Here are the main takeaways that i got from the audit report.

  • Why was an "executive director" paid hourly? Has this been changed?
  • Why are state/town employees allowed to accrue 17 weeks of vacation? "This indicates, based on her payment at the time, that the $15,590 she received, was for 17 weeks of unused vacation time"
  • Is there nothing in the contract the allows the town to get money back from her? These contracts seems to never have a teeth."she was required to, but did not comply with the terms of her contract by maintaining appropriate time and attendance records to justify her pay and the then Board failed to enforce and ensure contract compliance"
  • Time for a new accountant? Maybe require the accountant to report any potential issues to the board? The Fee Accountant’s contract was in place and is not necessarily what we would have negotiated.
  • Board missed 20% of meetings. No show, No pay. Replace them if they cant show up to work. The Authority’s board of commissioners did not meet for 7 of the 35 meetings scheduled during our audit period. This included 4 consecutive meetings from December 2012 through March 2013. Overall, this means that the board missed 20% of its meetings during the audit period. Missed meetings and lack of full attendance hinder the board’s ability to adequately govern the Authority’s financial and physical operations.
  • We could not determine the exact reasons for canceled meetings. Current Authority management was not in place during the period of our review and could not provide a reason for board absences or canceled meetings.

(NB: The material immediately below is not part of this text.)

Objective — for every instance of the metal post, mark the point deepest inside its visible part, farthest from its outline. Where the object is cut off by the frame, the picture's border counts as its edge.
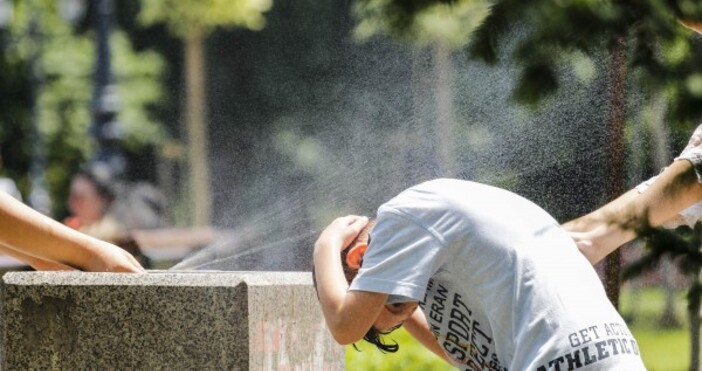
(105, 129)
(39, 198)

Posted by: totellthetruth | Oct 13, 2016 11:14

Answer to your questions Brazz:   LACK OF OVERSIGHT.

Posted by: Peter W. Teitelbaum | Oct 13, 2016 23:35

"Is there nothing in the contract the allows the town to get money back from her?"


FYI, The Wareham Housing Authority is an entirely separate governmental entity that the Town does not control.

Posted by: Andrea Smith | Oct 14, 2016 09:52

Selectmen Teitelbaum - If the town paid Sequeira money, does the town have access to the contract which required the town to pay Sequeira money?


Also, Brazz seems to have inferred that Housing Authority Board members appointed and elected are paid for their services. Are they paid for their services?

Posted by: felinesmom | Oct 14, 2016 10:28

I hope that the members of the previous HA board have not migrated over to other town boards.  The dereliction of their fiduciary duty as this report illustrates is astounding.

Posted by: Peter W. Teitelbaum | Oct 15, 2016 09:50

Andrea, the Town does not pay Housing Authority employees.  Each week the Selectmen receive two payroll warrants that have to be signed by a majority of us to release paychecks to Town employees.  One is from the School Department, and the other consists of the remaining Town departments, i.e. EMS, Police, Municipal Maintenance, etc. (as a side note, we also receive and execute vendor warrants authorizing payment for the purchase of goods and services on behalf of the Town).


The Housing Authority employees do not appear on these warrants.  While I have never seen a Housing Authority payroll document, I would imagine that the Housing Authority itself pays their employees directly, with payroll authorizations being made by the Housing Authority board members in a similar fashion to Selectmen executing Town payroll warrants - hence the State Auditor's report directly criticizing the Housing Authority for failing to exercise proper oversight over the former director's compensation.


Regarding compensation, I do not believe that Housing Authority board members receive any pay for serving.  The five member board is made up of four elected members and one appointed by the Governor.

Posted by: Andrea Smith | Oct 15, 2016 10:10

Selectman Teitelbaum - thanks for the clarification. I misunderstood the question you posted above:


"Is there nothing in the contract the allows the town to get money back from her?"


I thought it was asking if the town, as in town government, could get money back that had been paid to Sequeria. 



Posted by: Peter W. Teitelbaum | Oct 15, 2016 10:29

Ah, now I see where the confusion was - I had copied and pasted that question, originally posted Brazz, so that I could respond to it.

Posted by: Andrea Smith | Oct 15, 2016 16:58

Selectman Teitelbaum - Thanks again for a clarification.